Archive for May, 2009

‘Go, kill yourself.’

An excerpt from The Tanners, now online at the Brooklyn Rail:

I was liking my dream at the beginning, but now I see it’s starting to degenerate, and this doesn’t suit Hedwig at all; for Hedwig is gentle, and when she suffers, she suffers in a more beautiful, silent way. She’d no doubt just laugh at my man there in his shaggy beard if he attempted such insolence. The landscape I sketched out was quite nice all the same, but only because it was mostly borrowed from the countryside that surrounds me. One should never lose the natural ground beneath one’s feet while dreaming, especially about people, for otherwise one soon arrives at the point of making one’s characters utter words like: ‘Go, kill yourself.’

Odds and Ends

Assorted items of interest, some of which I gleaned from my shoulder-rubbing with the in-crowd last week in New York:

The Tanners, scheduled for a June 23 release, has been delayed until August. The Sebald introduction apparently isn’t ready yet.

The parallel edition (microscripts + English translations) of Walser prose pieces being produced by the Christine Burgin Gallery is scheduled for Spring 2010. If I remember correctly, the publication will coincide with an exhibition at the gallery.

The Brothers Quay mentioned Walser in a Boston Globe interview last week: “It was a much more sophisticated language which had to be really read,” he says. “It made us feel that you could really multi-layer a realm, and it’s not comedy, it’s not science fiction: It shifts. You read Walser or you read Schulz, and you realize it’s a deep language, and you just try to approximate it [in film] with the same depth and density that you see in their work.”

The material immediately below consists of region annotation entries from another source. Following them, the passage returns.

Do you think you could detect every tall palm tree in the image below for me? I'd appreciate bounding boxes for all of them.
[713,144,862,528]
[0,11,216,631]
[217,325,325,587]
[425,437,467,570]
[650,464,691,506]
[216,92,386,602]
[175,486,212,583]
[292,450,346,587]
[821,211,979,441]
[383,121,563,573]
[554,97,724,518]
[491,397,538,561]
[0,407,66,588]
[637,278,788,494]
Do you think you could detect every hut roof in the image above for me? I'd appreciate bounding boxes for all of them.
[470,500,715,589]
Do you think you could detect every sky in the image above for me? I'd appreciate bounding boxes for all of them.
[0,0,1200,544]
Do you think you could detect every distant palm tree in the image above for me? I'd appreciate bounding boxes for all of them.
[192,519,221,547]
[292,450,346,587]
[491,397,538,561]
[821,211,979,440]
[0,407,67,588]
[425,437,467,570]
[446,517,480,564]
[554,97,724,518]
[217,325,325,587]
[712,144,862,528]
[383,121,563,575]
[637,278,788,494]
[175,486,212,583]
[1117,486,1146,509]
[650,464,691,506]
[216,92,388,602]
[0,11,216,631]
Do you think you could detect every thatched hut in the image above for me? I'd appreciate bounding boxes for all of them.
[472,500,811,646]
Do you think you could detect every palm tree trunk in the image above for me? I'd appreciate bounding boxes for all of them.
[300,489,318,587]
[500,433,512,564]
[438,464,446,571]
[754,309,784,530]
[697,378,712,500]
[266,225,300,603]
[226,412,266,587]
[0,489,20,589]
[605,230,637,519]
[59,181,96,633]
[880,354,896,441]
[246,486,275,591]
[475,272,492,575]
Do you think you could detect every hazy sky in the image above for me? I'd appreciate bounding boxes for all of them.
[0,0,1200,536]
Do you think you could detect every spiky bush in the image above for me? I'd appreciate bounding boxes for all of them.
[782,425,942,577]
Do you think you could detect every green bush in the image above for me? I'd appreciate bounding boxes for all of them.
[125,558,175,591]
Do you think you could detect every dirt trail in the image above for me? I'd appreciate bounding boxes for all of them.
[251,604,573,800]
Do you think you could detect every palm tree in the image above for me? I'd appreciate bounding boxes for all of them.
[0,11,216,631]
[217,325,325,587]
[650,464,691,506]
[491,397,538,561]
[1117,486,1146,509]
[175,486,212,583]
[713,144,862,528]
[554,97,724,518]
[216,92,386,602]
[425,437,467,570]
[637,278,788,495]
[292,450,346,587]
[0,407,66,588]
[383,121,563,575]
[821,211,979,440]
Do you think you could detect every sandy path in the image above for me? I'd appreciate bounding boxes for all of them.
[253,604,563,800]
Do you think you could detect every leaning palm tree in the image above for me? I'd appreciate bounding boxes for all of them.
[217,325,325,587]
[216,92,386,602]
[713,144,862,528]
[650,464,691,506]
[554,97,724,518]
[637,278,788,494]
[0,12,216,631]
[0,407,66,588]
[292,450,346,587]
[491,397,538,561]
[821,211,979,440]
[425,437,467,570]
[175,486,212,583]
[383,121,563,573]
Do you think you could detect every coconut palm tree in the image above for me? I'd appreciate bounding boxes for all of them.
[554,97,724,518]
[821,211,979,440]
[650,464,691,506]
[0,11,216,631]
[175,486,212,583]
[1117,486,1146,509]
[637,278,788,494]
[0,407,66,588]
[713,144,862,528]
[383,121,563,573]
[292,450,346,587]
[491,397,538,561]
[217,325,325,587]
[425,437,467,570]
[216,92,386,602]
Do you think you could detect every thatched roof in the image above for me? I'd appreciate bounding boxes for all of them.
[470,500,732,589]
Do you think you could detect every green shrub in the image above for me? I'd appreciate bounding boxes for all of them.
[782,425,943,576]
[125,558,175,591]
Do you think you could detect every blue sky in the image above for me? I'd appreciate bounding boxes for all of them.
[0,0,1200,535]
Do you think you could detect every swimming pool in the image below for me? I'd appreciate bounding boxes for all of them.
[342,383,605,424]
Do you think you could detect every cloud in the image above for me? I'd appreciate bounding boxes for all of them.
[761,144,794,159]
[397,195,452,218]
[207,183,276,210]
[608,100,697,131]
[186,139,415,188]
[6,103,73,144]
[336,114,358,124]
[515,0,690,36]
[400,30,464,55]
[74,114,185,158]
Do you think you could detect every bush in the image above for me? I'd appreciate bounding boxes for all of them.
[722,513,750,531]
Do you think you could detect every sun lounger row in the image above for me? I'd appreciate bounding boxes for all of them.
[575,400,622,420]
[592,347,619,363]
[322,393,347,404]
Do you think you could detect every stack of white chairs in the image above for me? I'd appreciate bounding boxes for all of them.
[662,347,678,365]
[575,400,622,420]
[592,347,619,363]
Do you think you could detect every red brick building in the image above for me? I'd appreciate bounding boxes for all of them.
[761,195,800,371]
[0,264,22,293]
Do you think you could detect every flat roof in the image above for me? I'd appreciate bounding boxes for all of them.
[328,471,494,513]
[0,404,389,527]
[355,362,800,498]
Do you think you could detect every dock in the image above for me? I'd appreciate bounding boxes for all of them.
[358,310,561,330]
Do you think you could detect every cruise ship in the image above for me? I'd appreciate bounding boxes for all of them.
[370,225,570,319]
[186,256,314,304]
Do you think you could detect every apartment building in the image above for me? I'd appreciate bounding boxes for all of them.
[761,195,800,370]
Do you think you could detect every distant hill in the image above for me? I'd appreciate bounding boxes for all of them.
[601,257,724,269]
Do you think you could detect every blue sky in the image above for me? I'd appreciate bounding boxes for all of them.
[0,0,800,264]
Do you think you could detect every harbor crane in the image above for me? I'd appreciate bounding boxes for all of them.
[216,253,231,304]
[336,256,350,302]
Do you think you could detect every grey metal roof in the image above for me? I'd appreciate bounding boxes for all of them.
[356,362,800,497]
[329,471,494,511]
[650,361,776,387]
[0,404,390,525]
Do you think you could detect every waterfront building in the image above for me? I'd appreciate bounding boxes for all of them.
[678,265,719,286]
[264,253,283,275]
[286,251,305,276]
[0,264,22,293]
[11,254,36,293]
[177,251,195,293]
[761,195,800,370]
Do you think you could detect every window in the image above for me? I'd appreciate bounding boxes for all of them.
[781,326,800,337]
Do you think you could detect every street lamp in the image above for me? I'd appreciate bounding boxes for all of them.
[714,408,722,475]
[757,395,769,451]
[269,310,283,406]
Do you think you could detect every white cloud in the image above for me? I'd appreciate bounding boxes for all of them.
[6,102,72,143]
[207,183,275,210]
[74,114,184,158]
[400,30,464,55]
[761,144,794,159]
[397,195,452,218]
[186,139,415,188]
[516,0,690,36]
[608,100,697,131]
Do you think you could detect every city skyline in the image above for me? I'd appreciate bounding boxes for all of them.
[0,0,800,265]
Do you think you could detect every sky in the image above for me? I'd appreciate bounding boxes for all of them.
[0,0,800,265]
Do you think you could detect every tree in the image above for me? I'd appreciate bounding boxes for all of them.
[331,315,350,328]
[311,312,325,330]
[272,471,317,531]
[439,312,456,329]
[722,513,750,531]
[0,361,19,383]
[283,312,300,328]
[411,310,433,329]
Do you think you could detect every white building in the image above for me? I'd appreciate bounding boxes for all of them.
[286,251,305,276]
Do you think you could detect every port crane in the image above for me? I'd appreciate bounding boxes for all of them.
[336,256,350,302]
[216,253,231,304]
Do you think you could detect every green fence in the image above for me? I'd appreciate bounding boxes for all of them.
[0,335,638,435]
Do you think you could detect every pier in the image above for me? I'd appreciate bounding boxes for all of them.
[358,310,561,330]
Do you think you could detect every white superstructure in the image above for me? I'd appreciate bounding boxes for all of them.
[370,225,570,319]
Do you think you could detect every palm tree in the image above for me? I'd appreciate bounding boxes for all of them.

Class is in session at the Market Snodsbury Grammar School, and the subject is Robert Walser. Among other things, headmaster Thomas shares some enticing images from Robert Walser: Sein Leben in Bildern und Texten (Robert Walser: His Life in Pictures and Texts), recently published in German. Thomas is certainly a FOW extraordinaire, previously unknown to me. I’ll add him to the list.